Male western bluebirds differ consistently in their level of aggression, with dispersing males more aggressive than philopatric males. More aggressive males are also more likely to win in competitive interactions for territories (even in interactions with mountain bluebirds) but provide little parental care to their offspring (causing high offspring mortality). Dispersing western bluebirds (who tend to be aggressive) are colonizing into mountain bluebird habitat, outcompeting them, and thus expanding the western bluebird range. Aggressive males are replaced over time by non-aggressive males who produce more surviving offspring and are thus at a selective advantage.

Dispersal distance.

Cane toads (Rhinella marina) were introduced to Australia in 1935 and have been rapidly spreading across the country [11, 12].

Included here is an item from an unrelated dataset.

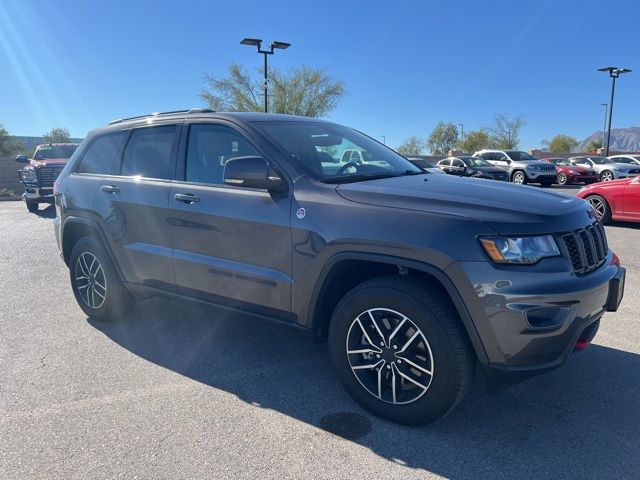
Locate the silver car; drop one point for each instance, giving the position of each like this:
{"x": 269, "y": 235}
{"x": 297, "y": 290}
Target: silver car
{"x": 608, "y": 169}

Individuals on the edge of the population range (those that arrive earlier to a new area) move further each day and spend more time dispersing than toads in the center of the population range (those that arrive later). The spatial assortment by dispersal ability, coupled with a genetic basis for dispersal in cane toads, has caused the population spread to accelerate over time.

Foraging route.

Bumble-bees (Bombus impatiens) exhibit trapline foraging, repeatedly visiting the same series of plants. Trapline routes differ across individuals and some individuals forage locally instead of traplining [13].

Each bee learns a specific trapline in a few hours, suggesting that different early experiences leads to individual differences in trapline routes. Bee foraging behavior influences pollination patterns; traplining increases pollen dispersal distance compared to local foraging.

Foraging habitat selection.

Spadefoot toad tadpoles (Spea multiplicatus)

Tadpoles prefer food associated with their natal habitat/diet. Related tadpoles with the same natal habitat prefer the same food, leading to associate with kin even in the absence of explicit recognition.

Migration frequency.

Pacific leatherback turtles (Dermochelys coriacea) spend most of their time in open ocean foraging areas; females migrate every 2–7 years to nesting beaches where they reproduce [14].

Remigration interval (the number of years between successive migrations) varies with local foraging conditions. La Niña years (lower sea surface temperatures) increase the upwelling of nutrient-rich water, leading to faster acquisition of resources for breeding and thus shorter remigration intervals. Variable remigration intervals leads to variation in annual egg production at the population level.

Migration tendency.

Roach (Rutilus rutilus) migrate between lakes and streams, driven by seasonal changes in trade-offs between predation risk and forage opportunities (lakes have more food but also more predators) [15, 16].

Individuals with higher body condition are more likely to migrate into streams, foregoing further foraging opportunities in exchange for lower predation risk, while starved fish are more likely to remain in lakes, prioritizing access to food. Changes in the number of fish migrating from year to year change the predation pressure on zooplankton in lakes, altering zooplankton size structure. Fewer migrating fish lead to a later peak in zooplankton biomass, thus shifting seasonal dynamics of both zooplankton and phytoplankton.